Keywords: Age-related macular degeneration, CX3CR1 gene, polymorphisms
Introduction
Age-related macular degeneration (AMD) is the common eye disease which will lead to decreased vision even blindness in the elderly in developed countries [1,2]. AMD is a progressive irreversible disorder of the central macular region of the retina, and categorized into early and late two stages. The development of drusen between retinal pigment epithelium (RPE) and underlying choroid is a harbinger of early AMD [3]. In early stage the symptoms of AMD are inconspicuous [4]. Drusen size and quantity have positive correlation with the risk of AMD [5]. AMD has dry and wet two forms. Dry AMD is characterized by geographic atrophy (GA) of RPE, and wet AMD result from abnormal choroidal neovascularization (CNV) in choriocapillaris. Few personal and environmental risk factors, aside from age have been identified for AMD. Some studies suggested that family history [6,7], oxidative stress [8], lifestyle [9,10], obesity [11], cytokines and their receptors [12,13] may cause changes in the development of AMD.
Chemokine (C-X3-C motif) receptor 1 (CX3CR1), a receptor of chemokine, might implicate in macular degeneration development [14]. It was reported that CX3CR1 protein level showed a significant alteration in AMD patients [15]. However, the genetic basis and molecular mechanism of CX3CR1 in the occurrence and progression of AMD were unclear. Many efforts have been made to identify the mechanism of CX3CR1 that can be used to forecast the probability of the onset of AMD. Several single nucleotide polymorphisms (SNPs) of CX3CR1 gene have been discovered [16,17]. However, most of the studies were focused on European descent. Because the distributions of genetic variants exist distinction among ethnic groups, these SNPs of CX3CR1 gene need to be tested in different ethnic groups.
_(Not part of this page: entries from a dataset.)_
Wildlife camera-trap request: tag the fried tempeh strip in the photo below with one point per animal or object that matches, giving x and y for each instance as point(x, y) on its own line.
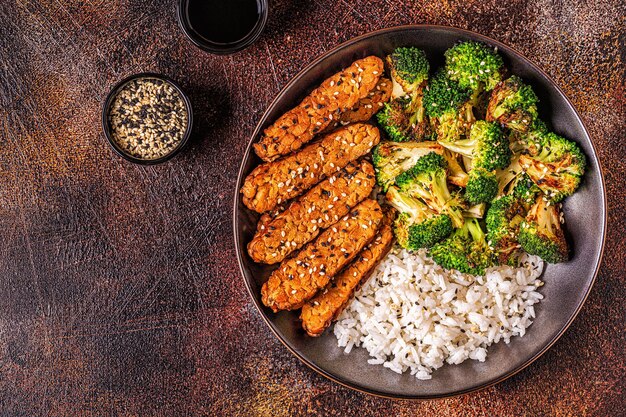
point(299, 278)
point(319, 312)
point(367, 107)
point(313, 212)
point(276, 182)
point(337, 94)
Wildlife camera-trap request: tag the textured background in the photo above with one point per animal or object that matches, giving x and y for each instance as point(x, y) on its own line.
point(119, 289)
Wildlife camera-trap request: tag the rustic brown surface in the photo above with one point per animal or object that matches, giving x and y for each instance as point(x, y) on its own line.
point(119, 289)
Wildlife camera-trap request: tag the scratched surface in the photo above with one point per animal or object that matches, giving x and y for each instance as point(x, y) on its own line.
point(119, 289)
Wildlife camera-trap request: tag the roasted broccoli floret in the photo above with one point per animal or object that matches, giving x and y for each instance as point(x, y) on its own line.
point(477, 211)
point(403, 118)
point(541, 234)
point(456, 173)
point(525, 190)
point(449, 107)
point(466, 250)
point(409, 70)
point(426, 180)
point(486, 145)
point(474, 66)
point(417, 226)
point(392, 159)
point(528, 141)
point(556, 165)
point(503, 221)
point(513, 104)
point(482, 186)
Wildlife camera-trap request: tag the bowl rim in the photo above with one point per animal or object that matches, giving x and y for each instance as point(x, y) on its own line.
point(106, 128)
point(227, 49)
point(241, 175)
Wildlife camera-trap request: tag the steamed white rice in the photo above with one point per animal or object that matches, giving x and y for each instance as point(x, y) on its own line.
point(412, 315)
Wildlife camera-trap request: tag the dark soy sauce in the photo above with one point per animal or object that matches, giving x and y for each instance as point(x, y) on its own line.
point(223, 21)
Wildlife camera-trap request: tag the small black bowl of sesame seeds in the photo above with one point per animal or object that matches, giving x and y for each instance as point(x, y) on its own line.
point(147, 118)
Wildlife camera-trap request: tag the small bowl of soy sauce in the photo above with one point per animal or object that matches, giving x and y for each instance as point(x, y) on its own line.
point(222, 26)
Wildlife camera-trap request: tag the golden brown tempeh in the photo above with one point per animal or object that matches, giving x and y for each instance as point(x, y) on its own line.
point(276, 182)
point(368, 106)
point(318, 313)
point(299, 278)
point(337, 94)
point(313, 212)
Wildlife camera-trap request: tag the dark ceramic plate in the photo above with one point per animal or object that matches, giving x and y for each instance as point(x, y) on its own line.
point(566, 285)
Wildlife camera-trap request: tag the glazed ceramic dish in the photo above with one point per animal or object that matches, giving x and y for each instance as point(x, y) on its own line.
point(566, 285)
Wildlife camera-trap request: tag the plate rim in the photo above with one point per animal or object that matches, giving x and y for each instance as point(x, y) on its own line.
point(241, 174)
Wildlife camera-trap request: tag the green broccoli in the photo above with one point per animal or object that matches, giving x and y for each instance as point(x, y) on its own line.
point(513, 104)
point(529, 140)
point(456, 173)
point(477, 211)
point(503, 220)
point(417, 226)
point(409, 70)
point(556, 165)
point(403, 118)
point(449, 107)
point(474, 66)
point(486, 145)
point(466, 250)
point(482, 186)
point(392, 159)
point(541, 234)
point(525, 190)
point(427, 180)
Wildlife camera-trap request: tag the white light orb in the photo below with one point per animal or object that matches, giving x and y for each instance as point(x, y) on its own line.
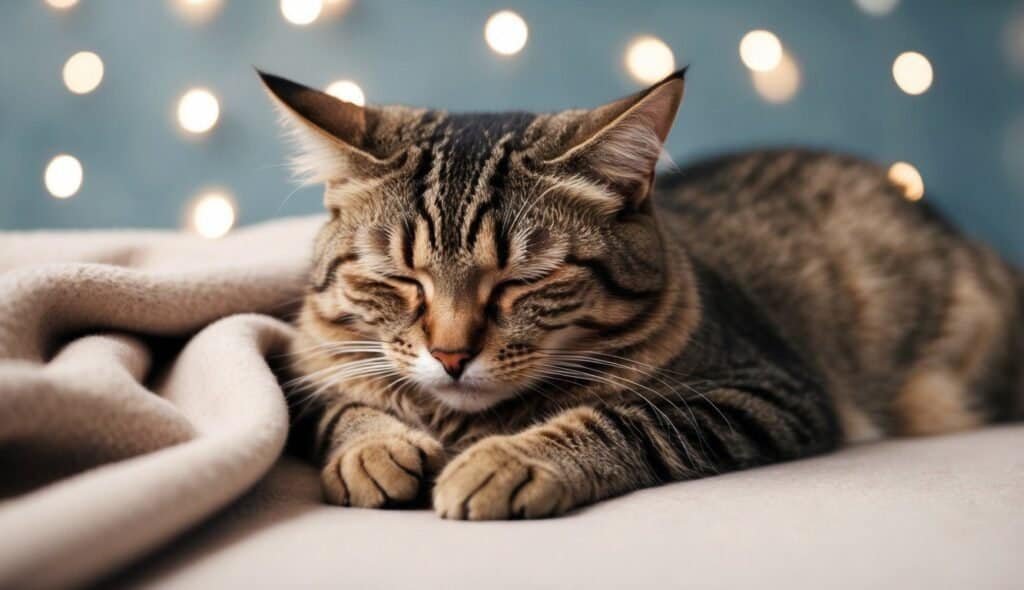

In this study, we recruited AMD patients and healthy controls in Shandong Provincial Qianfushan Hospital and selected the rs3732378 (T280M) and rs3732379 (V249I) SNPs in CX3CR1 gene to detect the association of CX3CR1 gene and the susceptibility of AMD.
Methods
Study participants
This was a case-control designed study, and was approved by the ethic committee of Shandong Provincial Qianfoshan Hospital. Each participator signed the written informed consent form. 102 AMD patients and 115 age and gender-matched healthy controls were recruited from Shandong Provincial Qianfoshan Hospital. Participants were all older than 50 years. All subjects were diagnosed by two ophthalmologists and conducted a full ophthalmic examination. Independent grading of fundus photographs were used to confirm their disease status. Clinical diagnoses and categorization followed the guideline of National Eye Institute Age-Related Eye Disease Study [18]. Individuals had any eye disease were excluded from control group. All procedures were according to the principles of the Declaration of Helsinki. Demographic information of participants was listed in Table 1.
Table 1.
Features of subjects
| Case n=102 | Control n=115 | P value | |
|---|---|---|---|
| Status | |||
| No AMD | 115 | ||
| Wet AMD | 65 | - | |
| Dry AMD | 16 | - | |
| Mixed AMD | 21 | - | |
| Age (Mean ± SD) | 66.17 ± 10.08 | 68.93 ± 10.59 | 0.051 |
| Gender | 0.897 | ||
| Male | 55 | 61 | |
| Female | 47 | 54 | |
| Smoking | 0.796 | ||
| Never | 72 | 83 | |
| Current or past | 30 | 32 |
Genotyping
Genomic DNA was extracted from 1 ml peripheral blood of each fasting participant using a TIANamp Blood DNA Kit (TianGen, China). The samples were genotyped by MassARRAY method using a MassARRAY Analyzer 4 system (Sequenom, San Diego, CA, USA), according to the manufacturer’s instructions.
Statistic analysis
All of the calculations were conducted by SPSS 18.0. We examined allele distributions of each SNP and Hardy-Weinberg equilibrium (HWE) using Chi square test in cases and controls. Difference of age between case and control groups was assessed by t test. Other demographic features were compared by χ2 test between two groups. All the comparisons were adjusted for age, gender and smoking status by logistic regression. Odds ratios (ORs) and their corresponding 95% confidence intervals (95% CI) were used to evaluate the association strength between CX3CR1 gene and AMD risk. P value less than 0.05 was considered to be statistically significant.
Results
Subject features and HWE test
As Table 1 shows, individual characteristics had no significant difference between case and control groups. In order to evaluate the role of CX3CR1 gene in AMD, we recorded the genotype distribution of CX3CR1 gene polymorphisms (rs3732378 and rs3732379) in case and control groups. The distribution frequencies of CX3CR1 gene polymorphisms did not deviate from HWE in control group.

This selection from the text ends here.